Sustainable Supplier Selection and Order Allocation Under Uncertain Demand: A Robust Optimization Methodology Based on Adjustable Uncertainty Sets
摘要
Sustainable supplier selection and uncertainty in decision-making are two critical issues in supply chain management. In this paper, we address multi-period, multi-product, and capacity-constrained supplier selection and order allocation problems under a carbon cap-and-trade regulation. We develop a mixed-integer programming model to determine the selection of suppliers and their order quantities for each time period, aiming to minimize the overall cost of the supply chain. Furthermore, we explore the robust version of supplier selection and order allocation by constructing an adjustable uncertainty set to handle uncertain market demand.

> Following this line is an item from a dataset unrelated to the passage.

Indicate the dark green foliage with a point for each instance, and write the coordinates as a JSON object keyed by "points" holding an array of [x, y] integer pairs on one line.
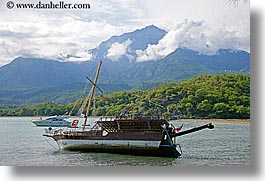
{"points": [[207, 96]]}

Subsequently, we develop robust counterparts to ensure computational tractability, resulting in a mixed-integer second-order cone programming model. A heuristic method is proposed to yield a recipe for solving large-scale problems efficiently. Finally, using both in-sample and out-of-sample data, we compare the proposed adjustable robust optimization model with other models, including the robust optimization model under an ellipsoidal uncertainty set, the robust optimization model under a box uncertainty set, the deterministic model, and the stochastic optimization model, to verify its effectiveness and feasibility. Unlike robust methods using the box and ellipsoidal uncertainty sets, the adjustable robust method can provide decision-makers with a scheme that has an adjustable degree of decision conservatism under the premise of probability guarantees. The proposed heuristic approach shows superiority to other existing methods and off-the-shelf solver Gurobi in terms of solution quality.